The pathophysiology of vestibulopathy in diabetics is well documented by many studies. The cause may be due to the effects of complex glycation end products in the inner ear. So the degree of control of hyperglycaemia is essential to prevent the occurrence of vestibulopathy at the earlier stage.

In our study abnormal cerebellar examination did not correlate with duration of diabetes, HbA1c levels, PP. Rafaele et al. compared the results of static and dynamic balance tests and cerebellar function between control and diabetics groups, no significant difference was found [39].

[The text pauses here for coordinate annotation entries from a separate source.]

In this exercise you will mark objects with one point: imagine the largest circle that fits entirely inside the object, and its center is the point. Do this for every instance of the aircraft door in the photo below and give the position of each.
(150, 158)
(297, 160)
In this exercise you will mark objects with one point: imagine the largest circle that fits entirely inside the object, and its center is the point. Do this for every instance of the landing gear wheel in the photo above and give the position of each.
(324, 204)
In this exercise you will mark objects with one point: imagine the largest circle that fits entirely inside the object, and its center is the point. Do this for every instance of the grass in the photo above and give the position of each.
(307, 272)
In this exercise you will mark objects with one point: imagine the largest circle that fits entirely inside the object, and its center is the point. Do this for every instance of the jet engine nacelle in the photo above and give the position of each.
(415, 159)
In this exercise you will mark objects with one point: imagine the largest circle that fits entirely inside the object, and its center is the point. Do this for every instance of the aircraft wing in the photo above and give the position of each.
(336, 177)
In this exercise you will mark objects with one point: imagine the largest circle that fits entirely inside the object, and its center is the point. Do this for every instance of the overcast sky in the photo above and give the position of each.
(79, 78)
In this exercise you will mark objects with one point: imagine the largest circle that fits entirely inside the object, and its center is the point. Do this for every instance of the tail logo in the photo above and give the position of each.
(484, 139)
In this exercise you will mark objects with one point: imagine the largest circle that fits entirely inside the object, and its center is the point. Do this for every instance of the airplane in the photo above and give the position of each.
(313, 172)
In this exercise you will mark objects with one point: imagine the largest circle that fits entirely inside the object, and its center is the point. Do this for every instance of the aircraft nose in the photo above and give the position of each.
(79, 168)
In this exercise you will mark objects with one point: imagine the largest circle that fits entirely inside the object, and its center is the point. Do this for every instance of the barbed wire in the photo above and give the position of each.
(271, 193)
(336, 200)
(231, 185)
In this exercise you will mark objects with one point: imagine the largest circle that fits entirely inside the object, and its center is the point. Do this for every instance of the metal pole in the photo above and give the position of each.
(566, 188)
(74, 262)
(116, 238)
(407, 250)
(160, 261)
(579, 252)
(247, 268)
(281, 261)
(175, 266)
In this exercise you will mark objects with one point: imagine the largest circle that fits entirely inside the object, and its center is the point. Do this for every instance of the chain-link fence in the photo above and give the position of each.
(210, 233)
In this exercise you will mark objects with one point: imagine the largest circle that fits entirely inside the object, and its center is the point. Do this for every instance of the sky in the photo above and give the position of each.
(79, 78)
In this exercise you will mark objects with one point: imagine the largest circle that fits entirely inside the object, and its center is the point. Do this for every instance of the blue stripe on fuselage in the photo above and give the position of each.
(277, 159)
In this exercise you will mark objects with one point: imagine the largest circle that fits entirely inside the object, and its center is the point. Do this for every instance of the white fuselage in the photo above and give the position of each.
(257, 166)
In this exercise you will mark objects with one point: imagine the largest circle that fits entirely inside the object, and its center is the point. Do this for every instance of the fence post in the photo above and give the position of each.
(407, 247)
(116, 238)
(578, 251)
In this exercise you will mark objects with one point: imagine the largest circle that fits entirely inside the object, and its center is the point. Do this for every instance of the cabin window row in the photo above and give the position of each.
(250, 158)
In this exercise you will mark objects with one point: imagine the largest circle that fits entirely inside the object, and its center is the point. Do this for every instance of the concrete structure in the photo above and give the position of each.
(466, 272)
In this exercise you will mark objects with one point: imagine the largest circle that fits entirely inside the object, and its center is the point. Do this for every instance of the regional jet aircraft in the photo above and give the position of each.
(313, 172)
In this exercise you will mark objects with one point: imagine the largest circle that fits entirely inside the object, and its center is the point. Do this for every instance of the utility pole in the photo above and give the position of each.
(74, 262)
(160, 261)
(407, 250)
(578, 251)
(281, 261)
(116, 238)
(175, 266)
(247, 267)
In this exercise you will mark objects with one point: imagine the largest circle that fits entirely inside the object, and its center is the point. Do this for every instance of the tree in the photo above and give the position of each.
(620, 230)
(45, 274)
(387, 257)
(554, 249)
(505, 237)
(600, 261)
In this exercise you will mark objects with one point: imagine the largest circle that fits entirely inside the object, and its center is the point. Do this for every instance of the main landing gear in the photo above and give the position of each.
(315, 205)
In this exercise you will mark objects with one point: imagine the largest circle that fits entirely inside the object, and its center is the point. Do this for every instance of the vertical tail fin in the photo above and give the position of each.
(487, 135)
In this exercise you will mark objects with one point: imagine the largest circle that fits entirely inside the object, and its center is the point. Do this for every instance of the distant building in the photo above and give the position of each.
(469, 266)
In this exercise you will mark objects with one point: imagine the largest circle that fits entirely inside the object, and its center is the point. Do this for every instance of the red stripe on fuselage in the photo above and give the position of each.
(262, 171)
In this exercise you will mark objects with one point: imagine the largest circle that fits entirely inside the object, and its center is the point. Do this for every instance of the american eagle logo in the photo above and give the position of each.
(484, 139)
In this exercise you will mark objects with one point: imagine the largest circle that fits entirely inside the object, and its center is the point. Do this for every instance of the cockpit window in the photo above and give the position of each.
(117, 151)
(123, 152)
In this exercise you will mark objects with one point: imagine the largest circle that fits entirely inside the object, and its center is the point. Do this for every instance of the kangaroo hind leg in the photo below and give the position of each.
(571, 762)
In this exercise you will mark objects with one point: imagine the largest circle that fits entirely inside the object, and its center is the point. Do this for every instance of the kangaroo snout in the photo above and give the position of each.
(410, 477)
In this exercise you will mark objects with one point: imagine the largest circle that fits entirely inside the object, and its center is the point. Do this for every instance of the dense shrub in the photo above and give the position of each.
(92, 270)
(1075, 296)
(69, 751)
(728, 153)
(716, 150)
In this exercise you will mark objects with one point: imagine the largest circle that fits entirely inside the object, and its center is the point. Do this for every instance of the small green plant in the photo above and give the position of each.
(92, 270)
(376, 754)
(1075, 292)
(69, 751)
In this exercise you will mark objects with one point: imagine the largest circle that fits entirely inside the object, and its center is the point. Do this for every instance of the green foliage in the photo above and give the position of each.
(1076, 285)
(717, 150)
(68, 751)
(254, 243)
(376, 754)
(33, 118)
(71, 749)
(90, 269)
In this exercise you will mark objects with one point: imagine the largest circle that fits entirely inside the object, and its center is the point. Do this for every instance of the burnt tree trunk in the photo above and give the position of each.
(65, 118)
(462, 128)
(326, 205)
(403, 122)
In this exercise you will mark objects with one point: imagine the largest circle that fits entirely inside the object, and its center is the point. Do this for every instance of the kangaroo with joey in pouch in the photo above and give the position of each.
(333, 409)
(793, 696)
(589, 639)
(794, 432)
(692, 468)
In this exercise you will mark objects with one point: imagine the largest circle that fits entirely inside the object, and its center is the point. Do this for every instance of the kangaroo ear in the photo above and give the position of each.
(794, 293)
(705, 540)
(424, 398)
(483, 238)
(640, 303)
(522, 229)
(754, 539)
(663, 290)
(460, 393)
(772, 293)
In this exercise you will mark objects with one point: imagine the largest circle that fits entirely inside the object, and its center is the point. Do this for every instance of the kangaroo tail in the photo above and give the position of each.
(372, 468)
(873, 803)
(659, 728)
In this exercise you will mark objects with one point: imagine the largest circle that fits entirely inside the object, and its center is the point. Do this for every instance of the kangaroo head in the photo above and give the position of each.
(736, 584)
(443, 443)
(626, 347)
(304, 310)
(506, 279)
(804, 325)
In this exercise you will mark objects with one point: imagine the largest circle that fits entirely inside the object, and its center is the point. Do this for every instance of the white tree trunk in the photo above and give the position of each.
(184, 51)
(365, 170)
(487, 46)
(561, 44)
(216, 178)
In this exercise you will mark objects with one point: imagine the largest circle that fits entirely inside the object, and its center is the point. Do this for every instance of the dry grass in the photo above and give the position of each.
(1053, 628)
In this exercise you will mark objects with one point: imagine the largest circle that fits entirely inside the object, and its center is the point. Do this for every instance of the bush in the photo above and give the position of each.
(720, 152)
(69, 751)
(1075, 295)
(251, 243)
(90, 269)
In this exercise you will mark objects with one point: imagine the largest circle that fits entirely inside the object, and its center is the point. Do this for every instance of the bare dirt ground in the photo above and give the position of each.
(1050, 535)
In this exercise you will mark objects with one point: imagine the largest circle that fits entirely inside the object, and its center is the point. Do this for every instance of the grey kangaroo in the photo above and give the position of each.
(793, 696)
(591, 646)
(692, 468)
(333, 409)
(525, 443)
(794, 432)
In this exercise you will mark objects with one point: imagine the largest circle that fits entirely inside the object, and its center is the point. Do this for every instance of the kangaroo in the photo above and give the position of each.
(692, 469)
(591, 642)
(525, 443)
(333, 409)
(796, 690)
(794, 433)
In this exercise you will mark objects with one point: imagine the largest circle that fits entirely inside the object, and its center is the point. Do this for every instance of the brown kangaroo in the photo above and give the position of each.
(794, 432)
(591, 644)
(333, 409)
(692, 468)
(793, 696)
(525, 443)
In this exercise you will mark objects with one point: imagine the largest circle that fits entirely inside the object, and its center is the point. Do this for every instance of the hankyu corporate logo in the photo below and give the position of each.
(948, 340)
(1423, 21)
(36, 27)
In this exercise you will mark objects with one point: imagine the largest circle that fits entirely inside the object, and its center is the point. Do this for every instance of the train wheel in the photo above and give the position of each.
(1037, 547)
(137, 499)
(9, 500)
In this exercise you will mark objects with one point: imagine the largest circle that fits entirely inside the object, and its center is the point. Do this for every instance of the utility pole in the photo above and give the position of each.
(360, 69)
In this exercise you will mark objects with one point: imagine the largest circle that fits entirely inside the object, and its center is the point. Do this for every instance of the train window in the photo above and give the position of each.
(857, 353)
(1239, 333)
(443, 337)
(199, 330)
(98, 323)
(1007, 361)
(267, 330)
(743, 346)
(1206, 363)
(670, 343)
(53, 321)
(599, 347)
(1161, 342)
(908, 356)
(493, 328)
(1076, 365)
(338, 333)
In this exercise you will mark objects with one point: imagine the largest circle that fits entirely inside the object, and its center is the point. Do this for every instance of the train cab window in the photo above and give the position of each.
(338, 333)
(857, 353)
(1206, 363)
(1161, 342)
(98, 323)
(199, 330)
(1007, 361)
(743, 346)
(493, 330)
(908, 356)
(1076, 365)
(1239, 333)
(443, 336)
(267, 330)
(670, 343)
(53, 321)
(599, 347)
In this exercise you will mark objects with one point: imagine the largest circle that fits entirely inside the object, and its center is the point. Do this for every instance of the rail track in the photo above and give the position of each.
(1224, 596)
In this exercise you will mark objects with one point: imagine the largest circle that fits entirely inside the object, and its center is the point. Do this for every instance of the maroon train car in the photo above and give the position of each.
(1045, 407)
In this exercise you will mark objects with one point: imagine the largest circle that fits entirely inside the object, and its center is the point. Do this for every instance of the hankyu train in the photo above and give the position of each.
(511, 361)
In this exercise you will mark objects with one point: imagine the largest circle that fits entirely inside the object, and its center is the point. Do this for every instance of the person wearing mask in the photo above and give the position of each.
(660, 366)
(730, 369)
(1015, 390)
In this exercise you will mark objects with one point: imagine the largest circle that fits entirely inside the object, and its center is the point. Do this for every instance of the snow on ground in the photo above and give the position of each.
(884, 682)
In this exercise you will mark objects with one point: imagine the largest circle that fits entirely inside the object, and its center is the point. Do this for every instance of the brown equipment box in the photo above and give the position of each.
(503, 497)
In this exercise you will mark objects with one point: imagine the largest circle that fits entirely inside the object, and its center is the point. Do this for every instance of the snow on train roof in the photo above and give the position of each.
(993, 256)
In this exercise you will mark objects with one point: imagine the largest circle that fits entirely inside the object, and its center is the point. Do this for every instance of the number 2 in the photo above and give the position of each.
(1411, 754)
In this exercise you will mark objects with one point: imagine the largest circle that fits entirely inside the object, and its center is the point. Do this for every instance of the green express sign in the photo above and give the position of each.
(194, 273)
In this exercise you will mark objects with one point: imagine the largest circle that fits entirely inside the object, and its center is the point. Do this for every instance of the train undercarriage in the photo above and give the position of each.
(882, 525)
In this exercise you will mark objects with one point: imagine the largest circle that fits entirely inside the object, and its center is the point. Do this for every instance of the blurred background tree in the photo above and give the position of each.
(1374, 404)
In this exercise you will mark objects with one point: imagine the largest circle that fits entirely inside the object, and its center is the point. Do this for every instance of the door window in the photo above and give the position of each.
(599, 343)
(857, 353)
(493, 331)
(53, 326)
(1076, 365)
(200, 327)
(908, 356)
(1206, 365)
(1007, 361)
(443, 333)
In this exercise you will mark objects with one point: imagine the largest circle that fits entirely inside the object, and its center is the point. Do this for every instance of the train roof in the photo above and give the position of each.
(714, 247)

Irshad et al. found out association between complicated diabetes and sensorineural hearing loss [40]. 29 patients of case and 6 patients of control showed up with sensorineural hearing loss. When cross tabulated their study group (cases and control) with sensorineural hearing loss the result came out significant (p = 0.001). Odds ratio was 5.81. It implies that sensorineural hearing loss is associated with diabetes with complications. In previous study, researchers compared 50 patients who had diabetes with 50 matched controls and found that hearing loss was significantly higher in cases than in control (94% vs. 18%, p = 0.001). In their study of association between presence of diabetic complications and sensorineural hearing loss, it was found a six fold increased risk of high frequency hearing loss associated with both peripheral neuropathy and coronary artery disease.

Acknowledgements

The present manuscript is the thesis work done in the department under the Chief guidance of Prof (Dr.) Anupam Mishra.

Compliance with Ethical Standards

Conflict of interest

All the authors declare that they have no conflict of interest.